If you wish you can think of the dual of a vector (a one-form) as a 
> one row matrix (and the vector as a one column matrix). 
>

So, if I have column vector v = [ a1, a2, ... , an ] '  (using ' for 
transpose), then the dual of v is then a row vector. 
 

> If you have a scalar product operation defined there is a canonical 
> way to get a dual of a vector. 
>
> For the vector v and scalar product <,>, the oneform for the vector is 
> v' such that v'(v) = <v, v> 
>

So, let's say H is a nxn positive definite Hermitian matrix, and let us 
define the inner product < > of vectors a and b as of dimension n:
<a, b> = Y* H X   (where Y and X coordinate matrices of vectors a and b in 
some ordered basis)

Then, from your comment I understand that the *dual of a vector v* is v' = 
<v, v> = V* H V (where V is the coordinate matrix). So it's just an inner 
product then?

But, before you mentioned that the dual of a vector is row matrix, but as 
far as I understand, the inner product will just be a scalar, not a row 
vector. So, where is it that I am not getting you correctly?

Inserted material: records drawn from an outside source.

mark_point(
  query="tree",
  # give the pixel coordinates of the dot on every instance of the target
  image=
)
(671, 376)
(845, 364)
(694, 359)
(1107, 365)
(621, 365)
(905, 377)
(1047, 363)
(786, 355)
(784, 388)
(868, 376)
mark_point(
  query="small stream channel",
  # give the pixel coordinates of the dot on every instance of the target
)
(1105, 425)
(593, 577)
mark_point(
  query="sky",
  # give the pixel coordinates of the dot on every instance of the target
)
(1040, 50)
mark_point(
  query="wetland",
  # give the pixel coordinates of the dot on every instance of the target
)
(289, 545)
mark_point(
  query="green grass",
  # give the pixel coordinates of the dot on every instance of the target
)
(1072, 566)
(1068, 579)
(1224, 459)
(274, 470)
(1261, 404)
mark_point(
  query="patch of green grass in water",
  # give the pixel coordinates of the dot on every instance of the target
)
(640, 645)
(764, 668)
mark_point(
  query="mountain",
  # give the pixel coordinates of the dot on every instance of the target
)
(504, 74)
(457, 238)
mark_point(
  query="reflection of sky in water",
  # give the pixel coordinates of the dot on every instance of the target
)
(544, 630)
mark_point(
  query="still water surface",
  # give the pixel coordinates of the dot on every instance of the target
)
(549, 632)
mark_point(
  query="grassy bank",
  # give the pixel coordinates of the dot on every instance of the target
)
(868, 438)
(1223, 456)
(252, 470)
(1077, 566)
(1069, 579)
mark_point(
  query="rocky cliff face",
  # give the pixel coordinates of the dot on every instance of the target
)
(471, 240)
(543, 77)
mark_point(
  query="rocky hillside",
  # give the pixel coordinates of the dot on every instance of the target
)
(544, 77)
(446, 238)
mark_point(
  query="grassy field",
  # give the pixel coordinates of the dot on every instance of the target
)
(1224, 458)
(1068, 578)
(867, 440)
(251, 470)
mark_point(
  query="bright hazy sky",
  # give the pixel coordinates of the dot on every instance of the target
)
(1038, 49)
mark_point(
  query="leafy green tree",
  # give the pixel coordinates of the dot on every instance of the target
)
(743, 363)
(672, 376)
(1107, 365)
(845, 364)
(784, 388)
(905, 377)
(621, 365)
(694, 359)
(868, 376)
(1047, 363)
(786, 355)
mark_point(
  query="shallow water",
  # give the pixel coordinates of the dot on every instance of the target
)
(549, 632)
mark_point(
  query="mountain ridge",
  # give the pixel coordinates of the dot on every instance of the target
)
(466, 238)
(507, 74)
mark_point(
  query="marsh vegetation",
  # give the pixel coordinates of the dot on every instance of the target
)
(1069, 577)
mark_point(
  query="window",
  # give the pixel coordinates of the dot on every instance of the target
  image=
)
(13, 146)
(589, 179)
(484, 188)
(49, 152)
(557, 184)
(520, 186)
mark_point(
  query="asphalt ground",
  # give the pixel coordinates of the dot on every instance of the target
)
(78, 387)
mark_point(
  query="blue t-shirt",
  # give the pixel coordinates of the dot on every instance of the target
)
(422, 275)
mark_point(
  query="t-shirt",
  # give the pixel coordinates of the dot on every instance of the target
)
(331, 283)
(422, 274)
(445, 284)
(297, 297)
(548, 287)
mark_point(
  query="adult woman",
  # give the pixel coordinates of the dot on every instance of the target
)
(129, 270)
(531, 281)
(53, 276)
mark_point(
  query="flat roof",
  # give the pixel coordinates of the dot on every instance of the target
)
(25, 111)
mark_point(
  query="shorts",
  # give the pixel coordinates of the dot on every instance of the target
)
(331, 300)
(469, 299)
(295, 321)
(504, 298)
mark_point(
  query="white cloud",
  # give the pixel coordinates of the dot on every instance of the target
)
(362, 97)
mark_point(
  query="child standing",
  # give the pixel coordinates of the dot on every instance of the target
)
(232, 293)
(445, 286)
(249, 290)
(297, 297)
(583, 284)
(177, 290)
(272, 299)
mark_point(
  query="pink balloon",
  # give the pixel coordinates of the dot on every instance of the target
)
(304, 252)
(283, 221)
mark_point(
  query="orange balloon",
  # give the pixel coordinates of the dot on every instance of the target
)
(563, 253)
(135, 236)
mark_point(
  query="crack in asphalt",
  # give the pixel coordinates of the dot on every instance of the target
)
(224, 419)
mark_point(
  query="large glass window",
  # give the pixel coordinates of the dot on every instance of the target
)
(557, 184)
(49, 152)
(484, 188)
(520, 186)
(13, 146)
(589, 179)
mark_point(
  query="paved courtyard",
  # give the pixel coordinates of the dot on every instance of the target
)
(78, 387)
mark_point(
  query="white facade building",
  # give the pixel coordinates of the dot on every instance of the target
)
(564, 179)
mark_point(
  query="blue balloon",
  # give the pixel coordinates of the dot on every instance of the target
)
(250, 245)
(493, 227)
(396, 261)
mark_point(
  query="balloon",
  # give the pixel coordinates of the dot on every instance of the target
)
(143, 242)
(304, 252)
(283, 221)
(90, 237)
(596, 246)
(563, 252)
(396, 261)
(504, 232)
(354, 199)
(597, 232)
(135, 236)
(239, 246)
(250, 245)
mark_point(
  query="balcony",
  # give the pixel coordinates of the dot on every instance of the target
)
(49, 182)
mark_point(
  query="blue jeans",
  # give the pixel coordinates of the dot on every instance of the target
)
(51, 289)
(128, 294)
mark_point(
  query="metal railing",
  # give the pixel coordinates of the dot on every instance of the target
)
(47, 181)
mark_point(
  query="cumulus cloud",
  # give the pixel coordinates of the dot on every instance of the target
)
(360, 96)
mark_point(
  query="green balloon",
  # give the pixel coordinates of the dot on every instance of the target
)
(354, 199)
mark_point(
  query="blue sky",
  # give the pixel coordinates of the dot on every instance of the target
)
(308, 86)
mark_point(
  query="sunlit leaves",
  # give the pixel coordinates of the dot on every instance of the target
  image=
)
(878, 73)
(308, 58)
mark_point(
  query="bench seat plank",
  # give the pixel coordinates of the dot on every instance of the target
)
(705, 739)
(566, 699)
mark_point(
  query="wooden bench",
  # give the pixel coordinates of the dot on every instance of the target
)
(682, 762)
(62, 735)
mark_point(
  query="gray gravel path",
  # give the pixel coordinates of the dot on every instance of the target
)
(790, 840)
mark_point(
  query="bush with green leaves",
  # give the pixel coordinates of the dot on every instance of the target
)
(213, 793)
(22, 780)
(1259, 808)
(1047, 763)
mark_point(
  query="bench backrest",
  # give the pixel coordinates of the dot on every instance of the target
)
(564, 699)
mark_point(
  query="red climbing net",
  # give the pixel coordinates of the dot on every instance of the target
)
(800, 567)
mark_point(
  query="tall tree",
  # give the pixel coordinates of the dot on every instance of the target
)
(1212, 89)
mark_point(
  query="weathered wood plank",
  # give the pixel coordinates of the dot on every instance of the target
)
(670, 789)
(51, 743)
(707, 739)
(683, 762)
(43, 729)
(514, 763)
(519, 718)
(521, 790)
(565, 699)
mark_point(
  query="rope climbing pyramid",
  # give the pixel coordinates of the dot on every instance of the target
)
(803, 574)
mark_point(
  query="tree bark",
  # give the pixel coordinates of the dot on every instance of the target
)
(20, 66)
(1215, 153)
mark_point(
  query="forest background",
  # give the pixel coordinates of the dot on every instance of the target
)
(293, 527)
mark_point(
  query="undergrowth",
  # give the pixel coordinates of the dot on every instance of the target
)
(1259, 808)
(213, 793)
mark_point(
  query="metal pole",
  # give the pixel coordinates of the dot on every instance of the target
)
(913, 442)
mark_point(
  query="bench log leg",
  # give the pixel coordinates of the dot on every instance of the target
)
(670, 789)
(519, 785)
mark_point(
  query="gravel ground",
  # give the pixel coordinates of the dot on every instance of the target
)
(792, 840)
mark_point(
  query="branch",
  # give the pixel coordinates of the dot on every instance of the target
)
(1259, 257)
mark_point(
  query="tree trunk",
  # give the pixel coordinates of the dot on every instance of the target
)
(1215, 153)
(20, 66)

Also, I am 
assuming that there is a standard Hermitian matrix that is used here, like 
maybe the identity matrix perhaps?

Also, I tried searching a bit more on Google and I found a lot of mention 
of the dual space, L(V, F) [ V is a vector space over the field F] which is 
why I am forced to believe that there might be some relation between these 
two (dual of a vector and dual space). Can you elaborate on this?

Again I'd like to say that I am really busy with academics for next 3 
weeks. So, if my replies seem to reflect thoughtlessness on my part, please 
excuse me for that. I just am really badly occupied.